I dropped down on my knees in front of the toilet, ready to vomit. Tears sparked my eyes as I fought myself viciously.

"No! You don't do this anymore! Stop it!" I thought. My finger had just begun to creep down my throat when Serena pounded on the door.

"Blair! I know what you're about to do, and you're better than that! Please stop and let me in!" Serena screeched. Her voice snapped me out of my reverie. I slowly got to my feet and unlocked the door.

"I need to get back to New York." I stated. It wasn't a question.

"I know. The tickets have already been ordered."

*End Flashback*

When we got back, Chuck was in the hospital. He had been shot in the stomach coming out of an alley, drunk and heartbroken. Over me.

Yes, I felt like total and utter shit.

So I went to visit him in the hospital.

*Flashback*

I knocked timidly on the door, and heard a low, drawling voice reply "Come in."

The white door swung open broadly, illuminating Charles Bartholomew Bass. He was lying in a slightly elevated hospital bed, reading an OK weekly and looking so depressed it made me want to shoot myself.

He glanced up when I entered and snorted in laughter. It scared me.

"So my subconscious picks this? I guess I do truly hate myself." He shook his head sadly.

"Chuck, you're not asleep. Or insane. It really is me..." My voice broke and I tried again. "Don't you know how sorry I am?" The tears in my eyes overflowed, spilling down my cheeks. "I know you didn't mean to... I just... Please forgive me, Chuck. My soul is broken. I need you. I understand if you never want to speak to me again. I hate myself so much. This is all my fault. Please just look at me."

"Blair..."

"Please look at me."

He glanced into my eyes for about 2 seconds, and then looked down. "Why are you apologizing?"

"Because if I hadn't overreacted, you wouldn't be here!" I yelled, and he flinched.

"You didn't overreact, Blair. You had every right to dump me. I slept with Jenny fucking Humphrey. I guess this is my karma."

"Don't give me that bullshit, Bass. You don't believe in karma."

He gave me a hard look. "Well, some things have changes since I was shot in the stomach."

My eyes filled with tears once more. Chuck noticed. "Are you crying, B?"

"No." My voice cracked on that one little word and I turned away.

"Blair." I looked up through wet eyelashes. "I don't hate you, and you shouldn't hate yourself. I still love you."

"You do?" I whispered.

"Yes, Blair. I love you more than I love sex and alcohol put together."

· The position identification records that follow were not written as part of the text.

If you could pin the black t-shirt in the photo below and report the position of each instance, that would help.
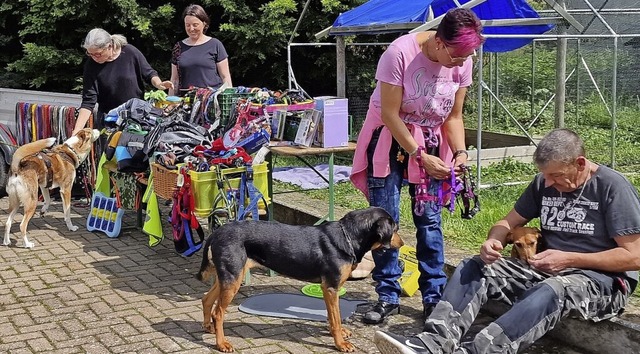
(587, 219)
(114, 83)
(197, 64)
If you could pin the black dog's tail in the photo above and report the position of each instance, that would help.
(206, 266)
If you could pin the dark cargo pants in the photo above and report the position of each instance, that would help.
(538, 301)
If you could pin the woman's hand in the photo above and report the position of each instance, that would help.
(460, 160)
(435, 167)
(164, 85)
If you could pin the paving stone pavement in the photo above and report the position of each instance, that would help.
(82, 292)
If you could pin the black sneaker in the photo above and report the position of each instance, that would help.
(389, 343)
(380, 311)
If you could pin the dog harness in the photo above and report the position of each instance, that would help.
(47, 163)
(350, 249)
(462, 186)
(44, 155)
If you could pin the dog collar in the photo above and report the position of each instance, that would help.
(350, 249)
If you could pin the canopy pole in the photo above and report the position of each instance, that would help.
(341, 67)
(479, 129)
(561, 72)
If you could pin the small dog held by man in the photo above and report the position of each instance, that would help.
(41, 165)
(525, 242)
(324, 254)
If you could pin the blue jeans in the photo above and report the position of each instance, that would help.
(385, 193)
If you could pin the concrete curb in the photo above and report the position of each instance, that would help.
(614, 336)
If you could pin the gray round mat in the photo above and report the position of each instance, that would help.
(295, 306)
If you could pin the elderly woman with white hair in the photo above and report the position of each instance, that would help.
(115, 73)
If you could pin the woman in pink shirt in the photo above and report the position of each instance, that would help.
(416, 109)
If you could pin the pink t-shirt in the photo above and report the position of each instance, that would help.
(429, 88)
(429, 91)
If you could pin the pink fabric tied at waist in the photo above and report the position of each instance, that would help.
(381, 155)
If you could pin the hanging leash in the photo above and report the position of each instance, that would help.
(468, 194)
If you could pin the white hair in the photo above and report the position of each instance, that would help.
(98, 38)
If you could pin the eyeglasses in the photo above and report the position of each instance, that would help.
(99, 54)
(459, 59)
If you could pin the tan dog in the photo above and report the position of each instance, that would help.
(40, 164)
(525, 242)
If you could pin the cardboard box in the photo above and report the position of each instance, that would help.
(308, 128)
(333, 129)
(409, 278)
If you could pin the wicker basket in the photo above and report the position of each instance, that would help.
(164, 181)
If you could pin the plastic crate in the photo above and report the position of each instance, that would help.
(205, 188)
(227, 99)
(164, 181)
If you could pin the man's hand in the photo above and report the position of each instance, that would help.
(550, 261)
(490, 251)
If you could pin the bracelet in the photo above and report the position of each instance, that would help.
(458, 153)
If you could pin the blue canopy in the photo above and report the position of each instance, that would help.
(383, 16)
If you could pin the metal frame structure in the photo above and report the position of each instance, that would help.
(565, 16)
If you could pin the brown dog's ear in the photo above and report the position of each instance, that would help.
(538, 232)
(509, 237)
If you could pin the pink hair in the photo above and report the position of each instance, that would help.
(461, 30)
(468, 40)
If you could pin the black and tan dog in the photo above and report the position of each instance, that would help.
(41, 165)
(324, 254)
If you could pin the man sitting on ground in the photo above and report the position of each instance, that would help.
(590, 220)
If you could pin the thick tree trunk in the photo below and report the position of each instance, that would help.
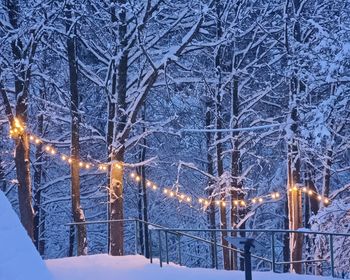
(22, 142)
(210, 170)
(235, 168)
(116, 174)
(78, 214)
(294, 200)
(38, 223)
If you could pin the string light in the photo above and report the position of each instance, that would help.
(17, 129)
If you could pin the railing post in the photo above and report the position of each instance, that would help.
(332, 254)
(150, 246)
(136, 236)
(215, 251)
(166, 247)
(273, 253)
(179, 247)
(160, 248)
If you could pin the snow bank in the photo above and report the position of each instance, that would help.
(19, 259)
(136, 268)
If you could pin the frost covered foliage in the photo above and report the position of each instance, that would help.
(333, 219)
(214, 99)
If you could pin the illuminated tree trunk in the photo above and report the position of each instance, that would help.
(22, 161)
(38, 224)
(117, 153)
(210, 170)
(236, 211)
(78, 214)
(294, 196)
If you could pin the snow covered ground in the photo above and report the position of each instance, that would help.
(19, 259)
(104, 267)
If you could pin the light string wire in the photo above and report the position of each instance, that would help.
(18, 129)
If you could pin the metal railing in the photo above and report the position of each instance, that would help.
(162, 234)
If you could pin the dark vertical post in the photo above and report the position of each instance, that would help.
(160, 248)
(273, 256)
(166, 247)
(247, 261)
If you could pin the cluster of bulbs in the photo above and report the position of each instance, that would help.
(17, 128)
(311, 193)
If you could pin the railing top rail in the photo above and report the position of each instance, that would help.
(255, 230)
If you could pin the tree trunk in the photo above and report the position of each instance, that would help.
(210, 170)
(37, 191)
(116, 174)
(78, 214)
(294, 200)
(22, 161)
(235, 168)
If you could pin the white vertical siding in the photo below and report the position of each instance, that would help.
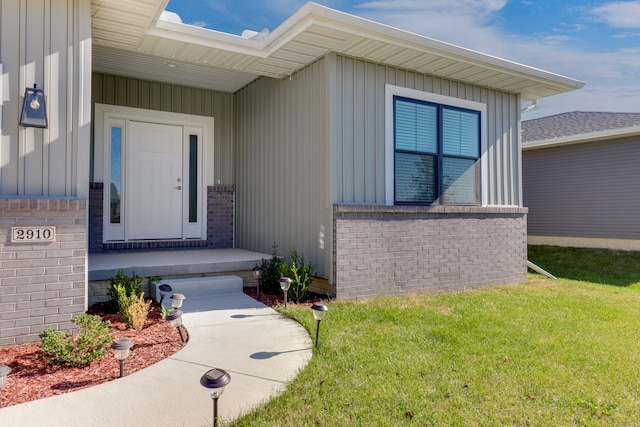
(282, 157)
(46, 42)
(359, 138)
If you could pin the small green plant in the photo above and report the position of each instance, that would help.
(131, 284)
(300, 273)
(270, 280)
(598, 409)
(133, 308)
(92, 341)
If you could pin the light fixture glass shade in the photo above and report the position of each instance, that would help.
(175, 318)
(164, 288)
(34, 109)
(319, 310)
(176, 300)
(121, 348)
(285, 283)
(215, 380)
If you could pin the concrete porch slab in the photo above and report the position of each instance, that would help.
(172, 262)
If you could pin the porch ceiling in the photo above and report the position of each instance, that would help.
(129, 38)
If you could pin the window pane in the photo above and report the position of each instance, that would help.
(460, 132)
(116, 174)
(416, 126)
(415, 178)
(193, 178)
(460, 180)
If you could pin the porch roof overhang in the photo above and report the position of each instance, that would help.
(130, 38)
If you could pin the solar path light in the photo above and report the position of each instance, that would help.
(164, 290)
(121, 348)
(257, 273)
(215, 380)
(285, 283)
(175, 319)
(319, 311)
(177, 300)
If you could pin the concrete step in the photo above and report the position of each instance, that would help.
(194, 287)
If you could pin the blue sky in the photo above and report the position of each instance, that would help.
(594, 41)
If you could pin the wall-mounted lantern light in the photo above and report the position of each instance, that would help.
(34, 108)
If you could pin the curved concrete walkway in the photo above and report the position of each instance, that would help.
(260, 349)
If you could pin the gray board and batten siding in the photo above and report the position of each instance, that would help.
(317, 139)
(151, 95)
(586, 190)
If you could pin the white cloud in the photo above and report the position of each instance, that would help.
(620, 14)
(611, 77)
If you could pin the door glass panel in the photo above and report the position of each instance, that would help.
(193, 178)
(115, 173)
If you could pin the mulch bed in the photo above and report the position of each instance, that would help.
(32, 378)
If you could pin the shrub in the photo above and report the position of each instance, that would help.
(133, 308)
(270, 279)
(92, 341)
(300, 273)
(131, 284)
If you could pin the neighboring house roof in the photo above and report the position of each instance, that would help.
(577, 127)
(132, 38)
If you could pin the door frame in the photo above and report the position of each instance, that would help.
(108, 116)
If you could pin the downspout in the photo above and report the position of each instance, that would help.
(540, 270)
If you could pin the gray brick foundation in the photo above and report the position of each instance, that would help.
(395, 250)
(41, 283)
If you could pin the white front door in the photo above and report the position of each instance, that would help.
(154, 196)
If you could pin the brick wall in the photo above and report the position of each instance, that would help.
(220, 208)
(41, 283)
(96, 202)
(394, 250)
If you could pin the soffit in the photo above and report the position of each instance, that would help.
(133, 41)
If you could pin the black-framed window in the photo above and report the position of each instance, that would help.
(437, 153)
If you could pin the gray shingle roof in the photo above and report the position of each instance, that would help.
(575, 123)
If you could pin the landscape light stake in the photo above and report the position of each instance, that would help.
(121, 349)
(177, 300)
(319, 311)
(215, 380)
(4, 371)
(164, 289)
(285, 283)
(175, 319)
(257, 273)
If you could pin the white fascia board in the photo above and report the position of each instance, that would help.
(314, 14)
(582, 138)
(374, 30)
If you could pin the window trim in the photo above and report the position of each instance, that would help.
(390, 92)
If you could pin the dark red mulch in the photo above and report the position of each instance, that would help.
(32, 378)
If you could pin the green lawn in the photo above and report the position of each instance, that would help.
(540, 353)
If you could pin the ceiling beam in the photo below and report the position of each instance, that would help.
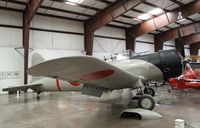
(172, 34)
(111, 12)
(102, 18)
(194, 48)
(166, 18)
(28, 14)
(191, 39)
(31, 9)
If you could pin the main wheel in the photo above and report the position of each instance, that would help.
(149, 91)
(146, 102)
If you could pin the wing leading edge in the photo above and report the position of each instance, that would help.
(34, 87)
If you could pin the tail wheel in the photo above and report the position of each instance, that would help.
(146, 102)
(149, 91)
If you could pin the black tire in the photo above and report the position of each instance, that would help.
(146, 102)
(149, 91)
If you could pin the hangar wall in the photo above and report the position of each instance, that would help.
(11, 67)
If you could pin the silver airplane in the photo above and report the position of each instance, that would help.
(93, 76)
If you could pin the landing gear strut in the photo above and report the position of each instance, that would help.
(145, 101)
(149, 91)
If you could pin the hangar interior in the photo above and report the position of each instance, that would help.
(61, 28)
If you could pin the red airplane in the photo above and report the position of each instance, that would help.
(188, 79)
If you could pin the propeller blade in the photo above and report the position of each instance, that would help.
(181, 43)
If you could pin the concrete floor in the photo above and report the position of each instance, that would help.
(73, 110)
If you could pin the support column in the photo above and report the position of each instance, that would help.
(178, 45)
(26, 29)
(158, 45)
(88, 39)
(29, 12)
(130, 41)
(194, 48)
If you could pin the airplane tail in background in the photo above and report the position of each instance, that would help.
(36, 59)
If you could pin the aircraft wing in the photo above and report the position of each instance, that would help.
(87, 70)
(34, 87)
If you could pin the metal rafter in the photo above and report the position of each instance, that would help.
(102, 18)
(194, 48)
(186, 30)
(172, 34)
(29, 12)
(167, 18)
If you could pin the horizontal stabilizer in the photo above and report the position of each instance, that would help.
(34, 87)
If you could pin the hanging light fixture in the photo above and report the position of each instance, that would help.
(73, 2)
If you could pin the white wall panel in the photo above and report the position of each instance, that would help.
(144, 47)
(41, 22)
(56, 24)
(144, 43)
(169, 45)
(42, 39)
(11, 61)
(108, 45)
(77, 42)
(111, 32)
(67, 25)
(146, 38)
(10, 37)
(10, 18)
(61, 41)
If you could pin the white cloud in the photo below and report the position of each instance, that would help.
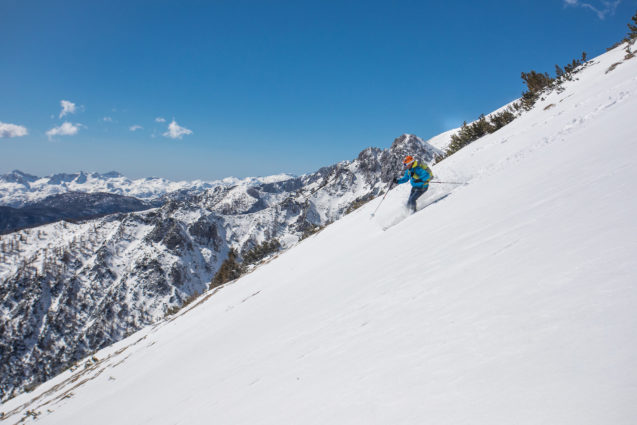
(602, 8)
(175, 131)
(12, 130)
(67, 108)
(66, 129)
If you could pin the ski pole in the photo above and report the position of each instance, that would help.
(381, 201)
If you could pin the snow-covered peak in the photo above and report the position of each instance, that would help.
(18, 188)
(507, 300)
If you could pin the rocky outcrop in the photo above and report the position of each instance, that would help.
(70, 289)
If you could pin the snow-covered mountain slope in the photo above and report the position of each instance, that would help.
(18, 188)
(511, 300)
(70, 289)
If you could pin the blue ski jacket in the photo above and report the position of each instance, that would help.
(418, 176)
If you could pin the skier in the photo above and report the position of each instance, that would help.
(419, 175)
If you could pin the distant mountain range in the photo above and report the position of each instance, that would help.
(69, 289)
(18, 188)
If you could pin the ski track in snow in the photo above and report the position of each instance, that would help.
(511, 300)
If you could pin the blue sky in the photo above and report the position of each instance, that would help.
(209, 89)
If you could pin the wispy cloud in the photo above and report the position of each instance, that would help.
(602, 8)
(68, 107)
(175, 131)
(66, 129)
(12, 130)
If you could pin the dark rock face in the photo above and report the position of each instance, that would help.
(85, 286)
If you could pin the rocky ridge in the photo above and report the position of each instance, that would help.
(70, 289)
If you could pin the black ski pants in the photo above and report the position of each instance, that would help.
(416, 192)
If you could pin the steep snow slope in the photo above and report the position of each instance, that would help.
(510, 301)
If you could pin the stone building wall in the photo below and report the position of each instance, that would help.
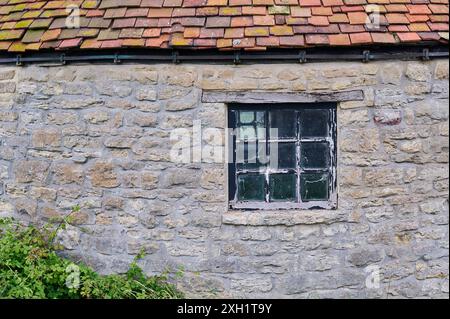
(99, 137)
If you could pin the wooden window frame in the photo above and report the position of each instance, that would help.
(331, 139)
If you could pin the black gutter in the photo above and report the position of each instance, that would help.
(321, 54)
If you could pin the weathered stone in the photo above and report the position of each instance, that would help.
(441, 70)
(362, 257)
(119, 142)
(115, 125)
(146, 94)
(388, 117)
(46, 138)
(252, 285)
(95, 117)
(418, 71)
(65, 173)
(391, 74)
(31, 171)
(102, 175)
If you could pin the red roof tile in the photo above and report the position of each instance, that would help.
(224, 24)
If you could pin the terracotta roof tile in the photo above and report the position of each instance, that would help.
(224, 24)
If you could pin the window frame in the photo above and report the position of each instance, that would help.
(331, 139)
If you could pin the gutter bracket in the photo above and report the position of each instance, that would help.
(175, 59)
(366, 56)
(19, 60)
(302, 56)
(237, 57)
(426, 54)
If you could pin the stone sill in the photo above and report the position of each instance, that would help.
(284, 218)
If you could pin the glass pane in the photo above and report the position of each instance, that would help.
(314, 155)
(260, 118)
(251, 187)
(314, 187)
(285, 122)
(247, 132)
(314, 123)
(250, 155)
(283, 154)
(246, 117)
(283, 187)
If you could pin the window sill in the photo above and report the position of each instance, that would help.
(284, 218)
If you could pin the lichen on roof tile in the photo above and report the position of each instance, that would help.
(220, 24)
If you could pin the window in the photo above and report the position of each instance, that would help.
(284, 156)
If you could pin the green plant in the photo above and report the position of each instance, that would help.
(31, 268)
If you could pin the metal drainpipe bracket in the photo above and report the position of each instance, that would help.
(237, 57)
(175, 57)
(19, 60)
(426, 54)
(366, 56)
(302, 56)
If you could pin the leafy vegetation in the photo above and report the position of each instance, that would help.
(31, 268)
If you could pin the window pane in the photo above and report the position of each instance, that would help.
(261, 119)
(246, 117)
(314, 123)
(314, 187)
(314, 155)
(247, 132)
(251, 155)
(251, 187)
(285, 122)
(283, 154)
(283, 187)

With a bit of difficulty, he got out of bed. He was wearing black hospital issue scrubs and his midsection was covered in bandages. He wobbled a bit, and then caught onto my arm as I rushed over. And as I held him up, we kissed.

It was the most blissful moment of my life.

It ended all too soon, and we broke apart. Then, straining, he got down on one knee.

"Chuck..." I breathed softly. This was not happening.

"Blair... I know this isn't the proposal you dreamed of. It's not the one I wanted to give you either. But I just want to make it official; I want you to be mine. I want to be yours. I love you, Blair Cornelia Waldorf, and will you do me the honor of being my wife?" he whispered, his eyes trained on mine.

"Yes." I breathed. "Yes, yes, yes, YES, YES!"

"Yes?"

"Yes! I will marry you, Charles Bartholomew Bass!" I practically screamed.

I carefully helped my now fiancé to his feet. We shared another long, sweet kiss.